NORMAN — Q: Our daughter and son-in-law have consented to be the guardians of our first grandchild, due in a few months. In preparation for this momentous event, we want to understand what our boundaries are.
They will be living fairly close and we anticipate seeing them fairly often. When should we give advice and when should we not give advice? If we see them handling something wrongly, should we mention it to them? If they disagree with something we do, should we change our ways? Thanks for helping us out with this.
A: Your first sentence summed up exactly how my wife and I saw the role of our children in our grandchildren’s lives. The young ones were our grandchildren first, their children second. In effect, they acted “in loco grandparentis.” But in all seriousness, you obviously have a good sense of humor, which you will sometimes need, let me assure you.
As you are well aware, parenting is to great degree a trial-and-error process, and some parents make more errors along the way, and some children make for more parental error.
It is difficult, therefore, for those of us who’ve gone through the struggle and emerged relatively unscathed to keep our mouths shut when we see young parents making mistakes we learned not to make (after making them).
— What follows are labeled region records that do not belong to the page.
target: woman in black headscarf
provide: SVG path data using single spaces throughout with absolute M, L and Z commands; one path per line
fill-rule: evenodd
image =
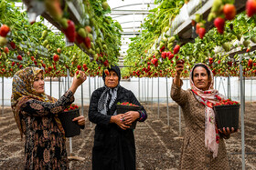
M 118 66 L 103 72 L 105 85 L 92 93 L 89 119 L 97 124 L 92 149 L 93 170 L 135 170 L 135 143 L 130 125 L 147 118 L 144 108 L 133 93 L 119 85 L 121 73 Z M 116 113 L 116 104 L 129 102 L 141 106 L 139 111 Z

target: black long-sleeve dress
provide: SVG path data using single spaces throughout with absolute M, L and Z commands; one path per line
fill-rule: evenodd
M 118 102 L 129 102 L 136 105 L 141 104 L 133 93 L 122 86 L 117 91 L 117 98 L 107 115 L 98 112 L 98 102 L 105 90 L 99 88 L 92 93 L 89 108 L 89 119 L 97 124 L 95 127 L 94 146 L 92 149 L 93 170 L 135 170 L 135 143 L 132 129 L 123 130 L 116 124 L 110 124 L 111 116 L 116 110 Z M 141 122 L 147 118 L 146 112 Z
M 25 169 L 69 169 L 65 140 L 54 116 L 73 101 L 72 92 L 68 91 L 56 103 L 31 99 L 22 105 Z

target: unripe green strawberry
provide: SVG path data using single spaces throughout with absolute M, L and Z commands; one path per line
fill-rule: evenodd
M 243 45 L 244 45 L 245 47 L 248 47 L 249 45 L 250 45 L 250 40 L 244 40 L 244 41 L 242 42 L 242 44 L 243 44 Z
M 211 12 L 219 12 L 220 6 L 222 5 L 222 1 L 221 0 L 214 0 L 211 7 Z
M 7 43 L 7 39 L 5 37 L 0 36 L 0 46 L 5 45 Z
M 61 18 L 59 20 L 59 24 L 62 26 L 63 29 L 67 29 L 68 28 L 68 19 L 66 19 L 65 17 Z
M 100 52 L 101 52 L 101 51 L 100 51 L 100 48 L 97 47 L 97 48 L 96 48 L 96 53 L 99 54 Z
M 46 47 L 46 46 L 48 45 L 48 40 L 45 40 L 45 41 L 42 43 L 42 45 Z
M 109 5 L 108 5 L 108 3 L 106 1 L 102 3 L 102 7 L 103 7 L 104 10 L 108 9 Z
M 47 37 L 47 35 L 48 35 L 48 31 L 47 31 L 47 30 L 44 30 L 44 31 L 42 32 L 42 36 L 41 36 L 41 38 L 42 38 L 42 39 L 45 39 L 45 38 Z
M 251 38 L 251 41 L 252 41 L 253 43 L 256 43 L 256 37 L 255 37 L 255 36 L 252 36 L 252 37 Z
M 169 50 L 171 50 L 171 49 L 173 48 L 173 44 L 172 44 L 172 43 L 169 43 L 168 45 L 167 45 L 167 48 L 168 48 Z
M 176 40 L 175 36 L 171 36 L 168 43 L 173 43 Z
M 224 50 L 225 50 L 226 52 L 230 51 L 230 45 L 229 45 L 229 43 L 228 43 L 228 42 L 223 43 L 222 47 L 224 48 Z
M 201 21 L 201 17 L 200 17 L 200 15 L 199 14 L 196 14 L 195 15 L 195 21 L 197 23 L 199 23 Z
M 214 18 L 216 18 L 216 14 L 215 13 L 209 13 L 208 16 L 208 22 L 211 22 Z
M 87 33 L 84 28 L 80 28 L 78 34 L 83 38 L 87 36 Z
M 103 50 L 107 50 L 108 49 L 106 45 L 103 45 L 102 47 L 103 47 Z

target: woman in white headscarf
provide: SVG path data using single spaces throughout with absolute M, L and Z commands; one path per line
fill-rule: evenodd
M 133 122 L 147 118 L 144 108 L 133 93 L 119 85 L 118 66 L 103 73 L 104 86 L 95 90 L 89 107 L 89 120 L 96 124 L 92 149 L 93 170 L 135 170 L 135 143 Z M 116 113 L 116 104 L 129 102 L 141 106 L 139 111 Z
M 194 65 L 189 76 L 191 89 L 183 90 L 183 69 L 184 63 L 177 62 L 171 90 L 186 124 L 180 169 L 229 169 L 223 138 L 229 138 L 237 129 L 218 129 L 212 108 L 224 96 L 213 89 L 213 74 L 205 64 Z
We so much want to help them not have to travel along that hard road. The problem is, they have to travel the same road to learn the same lessons.
The further problem is that the world of parenting has turned 180 degrees since you and I were young, first-time parents. For example, today’s parents believe paying children lots of attention is a right and proper thing. I need not remind you that there was a day when children were supposed to pay far more attention to their parents than their parents paid them.